Cluster Alert Driver — Design

Date: 2026-03-29

Problem

The app runs as a single instance. There’s no way to deploy it across multiple servers where each monitors locally and reports to a central hub. All 8 existing alert drivers are for external tools (Grafana, AlertManager, etc.) — none speak the system’s own protocol.

Goal

Create a 9th alert driver (“cluster”) that enables multi-instance deployment. Agent instances run checkers locally, create alerts, and push them to a hub instance via the existing webhook endpoint. The same codebase runs in any role — standalone, agent, hub, or relay — determined purely by environment variables.

Configuration

Two env vars control behavior (both optional, both unset by default):

Env var	Default	Purpose
`HUB_URL`	(unset)	If set, `push_to_hub` sends alerts to this URL
`CLUSTER_ENABLED`	`0`	If `1`, cluster driver is registered, hub accepts agent payloads
`WEBHOOK_SECRET_CLUSTER`	(unset)	HMAC-SHA256 shared secret for signing
`INSTANCE_ID`	`socket.gethostname()`	Human-readable instance identifier

Behavior matrix:

HUB_URL	CLUSTER_ENABLED	Role
unset	0	Standalone — current behavior, zero changes
set	0	Agent — runs checkers, pushes to hub
unset	1	Hub — accepts cluster payloads from agents
set	1	Hub + Agent — accepts payloads AND runs `push_to_hub` (each role is independent)

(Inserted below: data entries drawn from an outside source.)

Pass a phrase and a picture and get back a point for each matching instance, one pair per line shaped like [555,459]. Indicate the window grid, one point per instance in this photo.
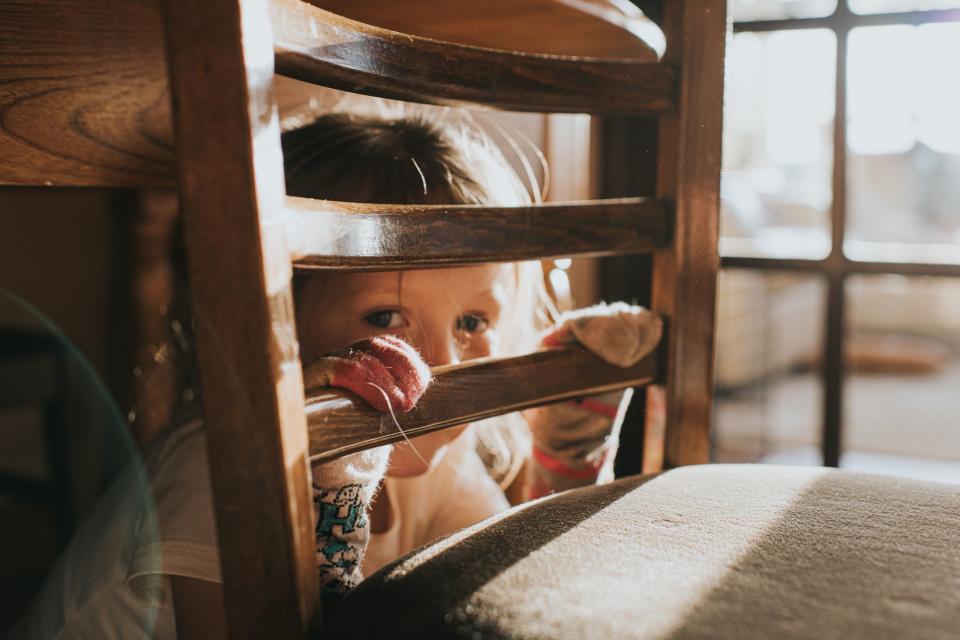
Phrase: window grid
[836,267]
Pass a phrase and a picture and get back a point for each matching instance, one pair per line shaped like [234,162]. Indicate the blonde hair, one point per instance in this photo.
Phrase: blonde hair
[408,159]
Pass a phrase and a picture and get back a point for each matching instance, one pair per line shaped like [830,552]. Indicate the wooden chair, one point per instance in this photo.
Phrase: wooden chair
[87,104]
[705,551]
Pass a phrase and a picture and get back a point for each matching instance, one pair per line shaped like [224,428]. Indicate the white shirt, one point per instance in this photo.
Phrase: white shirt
[113,581]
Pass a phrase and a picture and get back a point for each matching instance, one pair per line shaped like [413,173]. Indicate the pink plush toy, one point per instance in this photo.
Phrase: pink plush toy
[376,369]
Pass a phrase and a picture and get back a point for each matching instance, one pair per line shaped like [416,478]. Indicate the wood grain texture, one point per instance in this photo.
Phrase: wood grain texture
[83,94]
[684,277]
[339,423]
[232,191]
[321,47]
[324,234]
[593,28]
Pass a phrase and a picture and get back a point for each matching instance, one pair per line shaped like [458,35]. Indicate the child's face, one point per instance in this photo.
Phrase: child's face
[449,315]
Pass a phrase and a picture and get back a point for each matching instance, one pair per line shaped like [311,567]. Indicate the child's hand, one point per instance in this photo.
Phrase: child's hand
[574,443]
[379,369]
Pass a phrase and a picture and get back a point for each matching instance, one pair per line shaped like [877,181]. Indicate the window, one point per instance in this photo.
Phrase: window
[838,334]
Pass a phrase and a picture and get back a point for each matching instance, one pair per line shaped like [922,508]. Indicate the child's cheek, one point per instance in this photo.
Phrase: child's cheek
[487,344]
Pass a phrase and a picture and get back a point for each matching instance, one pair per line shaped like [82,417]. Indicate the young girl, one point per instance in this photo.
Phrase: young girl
[124,577]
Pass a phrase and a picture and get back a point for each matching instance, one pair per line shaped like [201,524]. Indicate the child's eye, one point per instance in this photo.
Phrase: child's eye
[386,319]
[472,323]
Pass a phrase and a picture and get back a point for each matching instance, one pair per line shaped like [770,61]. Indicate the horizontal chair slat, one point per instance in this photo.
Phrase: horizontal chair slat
[340,424]
[326,235]
[320,47]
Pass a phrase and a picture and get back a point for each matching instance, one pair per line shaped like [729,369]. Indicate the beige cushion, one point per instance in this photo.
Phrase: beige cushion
[716,551]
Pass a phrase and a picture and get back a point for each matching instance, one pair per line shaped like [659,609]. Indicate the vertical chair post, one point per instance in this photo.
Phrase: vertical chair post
[684,276]
[231,187]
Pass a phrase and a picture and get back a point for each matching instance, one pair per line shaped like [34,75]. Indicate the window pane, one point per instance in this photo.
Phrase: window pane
[903,145]
[743,10]
[778,144]
[903,359]
[884,6]
[768,393]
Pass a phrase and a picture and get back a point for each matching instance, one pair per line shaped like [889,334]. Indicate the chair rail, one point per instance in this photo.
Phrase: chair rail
[321,47]
[339,423]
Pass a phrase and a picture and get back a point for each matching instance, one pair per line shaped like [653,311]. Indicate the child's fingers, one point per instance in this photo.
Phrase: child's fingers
[619,333]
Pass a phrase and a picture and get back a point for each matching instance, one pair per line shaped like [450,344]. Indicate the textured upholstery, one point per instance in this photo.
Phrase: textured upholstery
[714,551]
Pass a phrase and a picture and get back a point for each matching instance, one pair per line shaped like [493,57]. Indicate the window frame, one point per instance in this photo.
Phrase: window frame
[836,267]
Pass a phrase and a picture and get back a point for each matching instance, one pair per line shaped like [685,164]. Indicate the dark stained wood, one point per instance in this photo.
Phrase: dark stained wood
[324,235]
[594,28]
[83,94]
[232,190]
[321,47]
[341,424]
[684,277]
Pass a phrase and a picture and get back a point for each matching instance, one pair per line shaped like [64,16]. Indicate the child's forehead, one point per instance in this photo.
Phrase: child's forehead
[474,279]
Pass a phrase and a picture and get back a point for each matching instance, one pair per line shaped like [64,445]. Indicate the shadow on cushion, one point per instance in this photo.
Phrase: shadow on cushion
[715,551]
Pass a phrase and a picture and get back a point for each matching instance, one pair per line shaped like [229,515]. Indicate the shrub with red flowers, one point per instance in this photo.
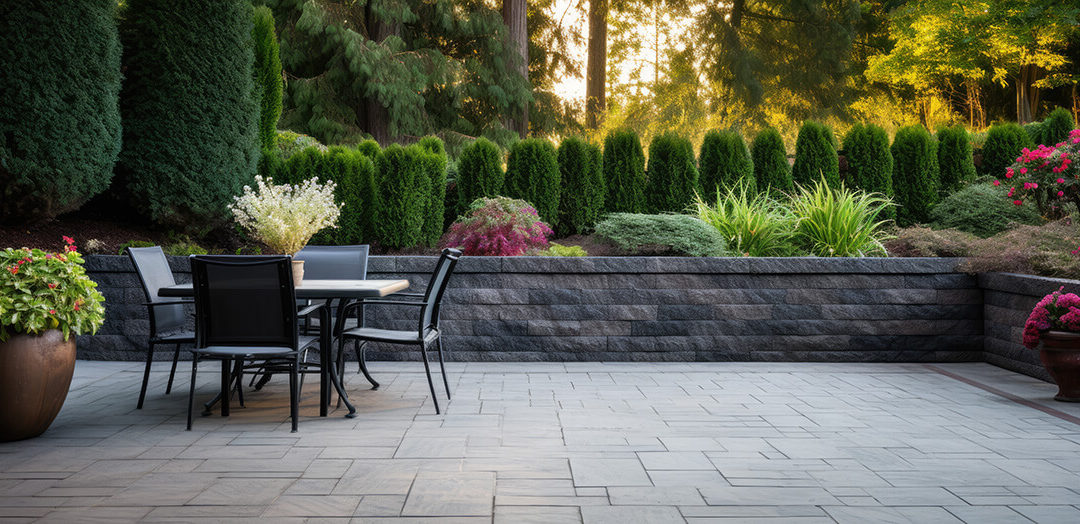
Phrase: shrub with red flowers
[1048,174]
[42,291]
[498,227]
[1058,311]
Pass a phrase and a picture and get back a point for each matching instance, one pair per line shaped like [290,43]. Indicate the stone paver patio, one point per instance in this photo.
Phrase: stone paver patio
[549,443]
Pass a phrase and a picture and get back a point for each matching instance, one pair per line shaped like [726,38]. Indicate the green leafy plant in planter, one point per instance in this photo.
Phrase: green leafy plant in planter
[44,298]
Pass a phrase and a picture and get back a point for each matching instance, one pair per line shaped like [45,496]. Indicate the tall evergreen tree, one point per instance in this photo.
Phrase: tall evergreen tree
[189,109]
[59,121]
[392,68]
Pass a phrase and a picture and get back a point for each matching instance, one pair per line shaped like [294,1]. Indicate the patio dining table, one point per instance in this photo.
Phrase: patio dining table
[323,290]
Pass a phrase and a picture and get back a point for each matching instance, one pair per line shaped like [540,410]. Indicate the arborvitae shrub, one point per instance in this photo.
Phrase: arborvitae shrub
[725,163]
[771,170]
[59,123]
[624,173]
[268,80]
[480,172]
[954,158]
[532,176]
[869,161]
[403,198]
[189,110]
[673,177]
[815,156]
[433,158]
[369,149]
[581,168]
[1056,126]
[1001,148]
[915,176]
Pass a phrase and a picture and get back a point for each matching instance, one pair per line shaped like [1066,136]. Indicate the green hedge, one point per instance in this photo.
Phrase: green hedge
[954,158]
[268,79]
[673,178]
[869,161]
[1002,146]
[771,170]
[403,195]
[915,175]
[581,169]
[532,176]
[59,123]
[815,156]
[480,172]
[724,163]
[624,173]
[189,110]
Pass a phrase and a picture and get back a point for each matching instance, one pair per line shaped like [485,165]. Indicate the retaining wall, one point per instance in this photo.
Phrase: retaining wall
[650,309]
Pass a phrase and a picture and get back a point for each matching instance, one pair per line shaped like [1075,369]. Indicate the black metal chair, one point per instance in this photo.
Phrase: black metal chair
[427,333]
[167,318]
[245,310]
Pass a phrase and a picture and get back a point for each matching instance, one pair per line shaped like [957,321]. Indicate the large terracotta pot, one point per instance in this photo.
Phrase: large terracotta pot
[1061,355]
[35,375]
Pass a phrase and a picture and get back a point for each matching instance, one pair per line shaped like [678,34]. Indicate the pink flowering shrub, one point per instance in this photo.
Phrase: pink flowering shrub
[1047,174]
[1060,311]
[498,227]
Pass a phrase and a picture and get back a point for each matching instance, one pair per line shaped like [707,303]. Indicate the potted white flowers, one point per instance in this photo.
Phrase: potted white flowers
[284,217]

Existing installs with neither var set behave exactly as today. Zero breaking changes.

Note: Transparent relay forwarding (automatically re-POSTing received cluster payloads upstream) is not implemented in this version. Each instance is configured independently via its own HUB_URL.

Cluster Alert Driver

New ClusterDriver at apps/alerts/drivers/cluster.py, registered as "cluster" in the driver registry (conditionally, when CLUSTER_ENABLED=1).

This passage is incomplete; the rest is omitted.